1. Field of the Invention
The present invention generally relates to business software integration and, more particularly, to an adaptive integration activity management framework for on demand business process integration.
2. Background Description
The emergence of Web Service paves the way for easy integration of various applications from multiple platforms. An example of such business process integration is to use standard interface such as Web Services Definition Language (WSDL) to enable multiple monolithic applications to work together in a loosely coupled but controlled flow to achieve a business goal. However, several problems in business process integration area are observed. One of them is that such actual integration between applications still has to be pre-defined or hard-wired, thus preventing adaptation to new business process integration requirements later on. It is also observed that some of the goals for business process integration are to enable easy integration of legacy and new applications.

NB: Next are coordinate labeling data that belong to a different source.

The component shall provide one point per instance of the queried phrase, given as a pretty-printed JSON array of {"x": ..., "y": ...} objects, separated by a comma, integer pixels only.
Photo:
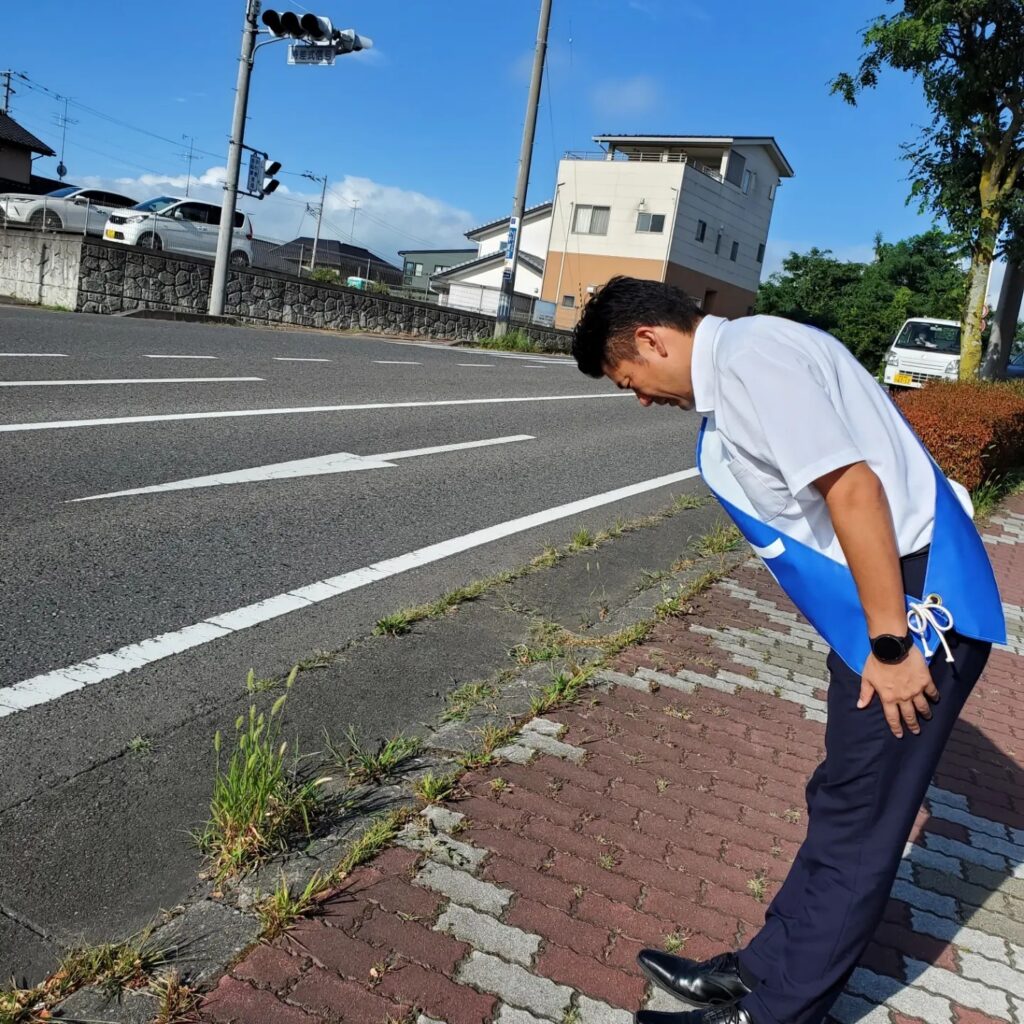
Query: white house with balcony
[
  {"x": 692, "y": 210},
  {"x": 475, "y": 285}
]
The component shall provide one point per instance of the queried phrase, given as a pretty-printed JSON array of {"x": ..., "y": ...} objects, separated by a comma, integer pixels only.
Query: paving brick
[
  {"x": 487, "y": 935},
  {"x": 268, "y": 967},
  {"x": 333, "y": 949},
  {"x": 515, "y": 985},
  {"x": 594, "y": 878},
  {"x": 328, "y": 995},
  {"x": 556, "y": 927},
  {"x": 455, "y": 1004},
  {"x": 413, "y": 940},
  {"x": 588, "y": 975},
  {"x": 233, "y": 1001},
  {"x": 464, "y": 888},
  {"x": 553, "y": 892},
  {"x": 402, "y": 897}
]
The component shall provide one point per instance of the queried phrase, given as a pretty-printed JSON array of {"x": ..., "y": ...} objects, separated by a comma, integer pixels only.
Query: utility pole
[
  {"x": 522, "y": 182},
  {"x": 320, "y": 213},
  {"x": 226, "y": 232},
  {"x": 188, "y": 158},
  {"x": 8, "y": 91}
]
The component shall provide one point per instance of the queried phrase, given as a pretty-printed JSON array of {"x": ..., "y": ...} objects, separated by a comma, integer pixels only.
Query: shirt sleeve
[{"x": 781, "y": 412}]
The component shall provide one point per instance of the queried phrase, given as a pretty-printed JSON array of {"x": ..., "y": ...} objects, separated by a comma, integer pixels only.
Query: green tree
[
  {"x": 969, "y": 55},
  {"x": 863, "y": 304}
]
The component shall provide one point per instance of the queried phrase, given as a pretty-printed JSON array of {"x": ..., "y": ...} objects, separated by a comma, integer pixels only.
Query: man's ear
[{"x": 649, "y": 341}]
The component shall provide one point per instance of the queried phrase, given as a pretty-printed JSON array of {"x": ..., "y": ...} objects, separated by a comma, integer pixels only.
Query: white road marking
[
  {"x": 228, "y": 414},
  {"x": 50, "y": 685},
  {"x": 339, "y": 462},
  {"x": 132, "y": 380}
]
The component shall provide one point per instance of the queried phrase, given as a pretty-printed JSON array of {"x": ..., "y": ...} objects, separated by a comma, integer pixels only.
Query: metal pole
[
  {"x": 320, "y": 220},
  {"x": 226, "y": 232},
  {"x": 522, "y": 182}
]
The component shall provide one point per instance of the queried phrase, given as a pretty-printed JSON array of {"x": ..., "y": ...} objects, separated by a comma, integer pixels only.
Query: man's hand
[{"x": 904, "y": 690}]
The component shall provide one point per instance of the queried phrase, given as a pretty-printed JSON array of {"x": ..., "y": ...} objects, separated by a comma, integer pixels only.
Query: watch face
[{"x": 888, "y": 648}]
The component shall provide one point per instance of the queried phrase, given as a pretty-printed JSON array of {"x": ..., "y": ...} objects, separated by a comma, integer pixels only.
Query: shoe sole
[{"x": 682, "y": 998}]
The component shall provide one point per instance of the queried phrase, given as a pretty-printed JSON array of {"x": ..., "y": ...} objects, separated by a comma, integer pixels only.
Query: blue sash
[{"x": 958, "y": 572}]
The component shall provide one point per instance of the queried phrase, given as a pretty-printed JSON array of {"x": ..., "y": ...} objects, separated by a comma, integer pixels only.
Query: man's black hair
[{"x": 605, "y": 332}]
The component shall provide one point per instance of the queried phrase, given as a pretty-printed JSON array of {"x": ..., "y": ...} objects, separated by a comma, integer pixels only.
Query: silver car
[{"x": 71, "y": 209}]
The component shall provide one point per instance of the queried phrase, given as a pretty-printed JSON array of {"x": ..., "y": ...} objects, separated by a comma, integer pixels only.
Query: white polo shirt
[{"x": 792, "y": 403}]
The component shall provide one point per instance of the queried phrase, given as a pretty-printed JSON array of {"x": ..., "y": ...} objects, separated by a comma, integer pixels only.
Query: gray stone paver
[
  {"x": 515, "y": 985},
  {"x": 463, "y": 888}
]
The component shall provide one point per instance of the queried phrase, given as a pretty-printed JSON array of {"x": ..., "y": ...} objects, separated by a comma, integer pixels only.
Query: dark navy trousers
[{"x": 861, "y": 804}]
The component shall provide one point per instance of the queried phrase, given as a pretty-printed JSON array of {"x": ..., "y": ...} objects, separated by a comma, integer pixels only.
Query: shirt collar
[{"x": 702, "y": 363}]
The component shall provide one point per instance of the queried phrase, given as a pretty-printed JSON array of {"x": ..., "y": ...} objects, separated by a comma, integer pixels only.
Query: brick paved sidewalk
[{"x": 665, "y": 809}]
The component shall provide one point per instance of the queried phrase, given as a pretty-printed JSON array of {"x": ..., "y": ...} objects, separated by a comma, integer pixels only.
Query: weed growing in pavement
[
  {"x": 363, "y": 764},
  {"x": 283, "y": 907},
  {"x": 464, "y": 698},
  {"x": 259, "y": 800},
  {"x": 758, "y": 886},
  {"x": 720, "y": 540},
  {"x": 513, "y": 341},
  {"x": 392, "y": 626},
  {"x": 582, "y": 539},
  {"x": 176, "y": 1001},
  {"x": 433, "y": 788},
  {"x": 139, "y": 744}
]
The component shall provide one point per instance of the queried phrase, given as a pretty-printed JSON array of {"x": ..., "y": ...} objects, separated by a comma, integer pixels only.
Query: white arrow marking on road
[
  {"x": 233, "y": 413},
  {"x": 339, "y": 462},
  {"x": 134, "y": 380},
  {"x": 50, "y": 685}
]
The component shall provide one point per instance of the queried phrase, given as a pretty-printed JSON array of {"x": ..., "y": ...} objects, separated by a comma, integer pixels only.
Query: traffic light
[{"x": 349, "y": 41}]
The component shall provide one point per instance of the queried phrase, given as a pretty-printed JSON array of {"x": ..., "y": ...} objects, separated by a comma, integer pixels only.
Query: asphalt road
[{"x": 81, "y": 579}]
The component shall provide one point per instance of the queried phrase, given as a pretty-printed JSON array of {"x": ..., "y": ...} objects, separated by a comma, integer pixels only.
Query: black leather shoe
[
  {"x": 714, "y": 1015},
  {"x": 709, "y": 983}
]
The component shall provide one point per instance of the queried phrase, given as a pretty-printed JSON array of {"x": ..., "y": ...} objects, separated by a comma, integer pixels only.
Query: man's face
[{"x": 657, "y": 375}]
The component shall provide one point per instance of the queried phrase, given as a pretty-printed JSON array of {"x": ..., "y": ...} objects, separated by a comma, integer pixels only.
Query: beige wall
[
  {"x": 15, "y": 164},
  {"x": 580, "y": 270}
]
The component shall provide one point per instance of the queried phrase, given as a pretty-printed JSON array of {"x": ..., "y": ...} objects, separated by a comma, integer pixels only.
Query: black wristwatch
[{"x": 891, "y": 649}]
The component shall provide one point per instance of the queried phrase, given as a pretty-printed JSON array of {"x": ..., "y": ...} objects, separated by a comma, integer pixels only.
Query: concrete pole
[
  {"x": 522, "y": 182},
  {"x": 226, "y": 232},
  {"x": 320, "y": 220}
]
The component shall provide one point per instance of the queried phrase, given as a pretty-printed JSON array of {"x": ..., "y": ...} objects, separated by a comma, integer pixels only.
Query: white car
[
  {"x": 180, "y": 225},
  {"x": 924, "y": 349},
  {"x": 70, "y": 209}
]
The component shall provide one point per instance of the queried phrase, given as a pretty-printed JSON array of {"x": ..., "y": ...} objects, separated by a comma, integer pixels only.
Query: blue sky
[{"x": 423, "y": 132}]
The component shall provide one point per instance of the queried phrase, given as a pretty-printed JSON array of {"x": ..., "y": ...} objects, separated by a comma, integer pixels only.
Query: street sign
[{"x": 312, "y": 54}]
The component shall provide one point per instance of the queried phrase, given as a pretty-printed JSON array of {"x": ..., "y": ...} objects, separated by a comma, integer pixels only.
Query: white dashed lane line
[{"x": 133, "y": 380}]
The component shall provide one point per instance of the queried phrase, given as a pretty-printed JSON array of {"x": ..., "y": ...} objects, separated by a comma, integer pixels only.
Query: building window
[
  {"x": 653, "y": 222},
  {"x": 591, "y": 220}
]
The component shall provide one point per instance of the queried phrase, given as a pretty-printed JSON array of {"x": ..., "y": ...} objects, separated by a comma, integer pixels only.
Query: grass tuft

In current state-of-the-art application integration, there is no standard. Most of the application systems have been integrated in a dedicated, one-to-one type of scenario via application adaptor. That is, for each new application to be integrated, a dedicated adaptor is developed to enable integration. In addition, there is no reusability, i.e., for each new integration case, the same set of customization is repeated again for the one-of-a-kind integration. Obviously, this kind of approach is labor intensive and does not scale well.
We have identified the challenging issues for the current business process integration as follows:                Lack a uniform representation to capture detailed requirements of each application integration activity, such as method names, input and output parameter formats, etc. for the application to be integrated with.        
Again, such integrations have been done in dedicated and hard-wired manner.                Lack adaptation in business process integration of a new application.        
For each new integration activity, considerable amount of programming work has to be done on the middle-ware infrastructure to develop, test and incorporate the new adaptor, and then be able to invoke the new application.                Lack flexibility to support business process integration at a different granularity, i.e. all integrations are fixed and pre-defined for a specific purpose and integration environment.        Lack flexible mechanism to express the conditions between integration activities. For example, above a certain threshold, one integration activity, e.g. FTP (File Transfer Protocol), is to be invoked, otherwise, switch to the other activity, e.g. GridFTP.